Similar to the Horizons Cash Maximizer ETF (HSAV) launched in February 2020, HSUV.U provides investors with an ETF-based alternative to traditional savings vehicles, like GICs and high-interest savings accounts, although neither HSAV nor HSUV.U are covered by the Canada Deposit Insurance Corporation or any other government deposit insurer. As an ETF, HSUV.U provides daily liquidity for US dollar-denominated cash holdings, while offering an interest rate that is expected to be competitive with other high-interest savings vehicles.

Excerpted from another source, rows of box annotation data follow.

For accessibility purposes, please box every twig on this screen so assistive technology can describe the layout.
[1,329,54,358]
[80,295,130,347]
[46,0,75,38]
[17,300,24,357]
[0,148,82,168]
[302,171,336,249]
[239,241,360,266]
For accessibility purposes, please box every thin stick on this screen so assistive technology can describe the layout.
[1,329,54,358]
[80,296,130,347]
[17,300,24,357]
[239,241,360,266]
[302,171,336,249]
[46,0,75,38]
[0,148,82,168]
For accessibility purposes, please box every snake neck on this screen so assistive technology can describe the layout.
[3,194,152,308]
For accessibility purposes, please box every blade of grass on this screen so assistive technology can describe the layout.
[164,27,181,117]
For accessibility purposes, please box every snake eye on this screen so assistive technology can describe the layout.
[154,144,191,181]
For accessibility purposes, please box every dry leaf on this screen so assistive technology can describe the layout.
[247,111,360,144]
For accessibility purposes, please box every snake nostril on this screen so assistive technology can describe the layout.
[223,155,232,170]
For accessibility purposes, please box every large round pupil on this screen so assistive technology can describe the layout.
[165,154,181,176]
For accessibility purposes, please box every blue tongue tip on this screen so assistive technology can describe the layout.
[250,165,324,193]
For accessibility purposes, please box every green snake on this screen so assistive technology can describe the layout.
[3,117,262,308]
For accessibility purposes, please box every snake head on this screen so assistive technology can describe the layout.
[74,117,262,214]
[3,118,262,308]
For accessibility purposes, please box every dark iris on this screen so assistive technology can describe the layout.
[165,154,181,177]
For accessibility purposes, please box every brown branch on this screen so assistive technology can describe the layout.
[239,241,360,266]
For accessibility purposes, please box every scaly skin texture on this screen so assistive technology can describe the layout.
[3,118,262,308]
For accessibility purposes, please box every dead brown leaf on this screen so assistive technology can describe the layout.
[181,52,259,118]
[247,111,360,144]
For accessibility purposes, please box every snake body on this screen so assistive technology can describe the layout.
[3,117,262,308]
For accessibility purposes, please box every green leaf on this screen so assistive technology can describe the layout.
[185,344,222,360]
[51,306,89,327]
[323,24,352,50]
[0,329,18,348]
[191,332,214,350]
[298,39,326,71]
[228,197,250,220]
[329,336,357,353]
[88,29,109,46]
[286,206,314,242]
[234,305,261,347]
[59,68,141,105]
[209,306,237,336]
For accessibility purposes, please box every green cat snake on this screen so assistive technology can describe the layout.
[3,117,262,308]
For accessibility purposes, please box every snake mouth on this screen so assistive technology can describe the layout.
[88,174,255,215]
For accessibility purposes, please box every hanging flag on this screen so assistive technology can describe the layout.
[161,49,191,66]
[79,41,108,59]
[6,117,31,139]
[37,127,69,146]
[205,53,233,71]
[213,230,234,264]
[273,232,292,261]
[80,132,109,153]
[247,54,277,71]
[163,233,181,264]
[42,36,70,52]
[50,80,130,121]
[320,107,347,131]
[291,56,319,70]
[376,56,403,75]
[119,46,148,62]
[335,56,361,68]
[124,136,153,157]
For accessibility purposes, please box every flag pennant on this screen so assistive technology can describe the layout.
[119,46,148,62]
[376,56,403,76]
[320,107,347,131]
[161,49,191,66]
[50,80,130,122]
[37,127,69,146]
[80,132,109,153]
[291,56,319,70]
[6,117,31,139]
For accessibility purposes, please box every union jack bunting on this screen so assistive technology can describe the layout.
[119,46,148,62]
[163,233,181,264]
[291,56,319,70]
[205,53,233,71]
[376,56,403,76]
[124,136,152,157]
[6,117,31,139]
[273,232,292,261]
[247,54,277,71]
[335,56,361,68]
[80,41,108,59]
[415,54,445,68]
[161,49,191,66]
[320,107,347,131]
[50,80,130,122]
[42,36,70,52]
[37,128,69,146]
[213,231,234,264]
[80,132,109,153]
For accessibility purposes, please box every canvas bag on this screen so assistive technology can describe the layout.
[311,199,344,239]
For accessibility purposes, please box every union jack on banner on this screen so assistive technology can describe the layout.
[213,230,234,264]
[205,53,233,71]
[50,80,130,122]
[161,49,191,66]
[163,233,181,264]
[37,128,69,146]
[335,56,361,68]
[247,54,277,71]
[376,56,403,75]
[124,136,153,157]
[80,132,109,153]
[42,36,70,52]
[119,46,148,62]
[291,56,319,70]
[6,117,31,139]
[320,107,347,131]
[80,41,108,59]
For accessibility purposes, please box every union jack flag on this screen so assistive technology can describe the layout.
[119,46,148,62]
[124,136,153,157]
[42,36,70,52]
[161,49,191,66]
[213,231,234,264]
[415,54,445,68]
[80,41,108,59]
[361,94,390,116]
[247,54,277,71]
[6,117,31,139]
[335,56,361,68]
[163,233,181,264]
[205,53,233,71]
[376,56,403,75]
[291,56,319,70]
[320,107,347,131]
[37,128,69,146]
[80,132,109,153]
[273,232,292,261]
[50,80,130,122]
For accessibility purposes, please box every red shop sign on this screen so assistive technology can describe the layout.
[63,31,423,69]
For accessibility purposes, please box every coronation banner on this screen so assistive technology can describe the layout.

“Following the success of HSAV, we received significant demand for a US dollar version,” says Steve Hawkins, President and CEO of Horizons ETFs. “Many Canadians have significant US cash holdings. Whether they are business owners with US clients or snowbirds with property in the US, there is a large need for US cash savings vehicles. HSUV.U provides investors with exposure to a cash alternative, denominated in the world’s most popular currency, with daily liquidity, an interest rate that is competitive with other high-interest savings vehicles, and potential tax efficiency, if the ETF is held in a taxable account.”
HSUV.U is a class of shares in a corporate class structure that allows the ETF to deliver its returns in a tax-efficient manner. With this structure, the ETF will receive interest income in US dollars on its cash deposits and that value will be reflected in the daily NAV of the ETF. However, investors in HSUV.U are not expected to receive any taxable distributions from the ETF.
“As HSUV.U is not expected to pay out any distributions, this could significantly enhance the after-tax benefits of owning HSUV.U in a taxable account, particularly if interest rates increase, which would create a greater amount of taxable income,” says Hawkins.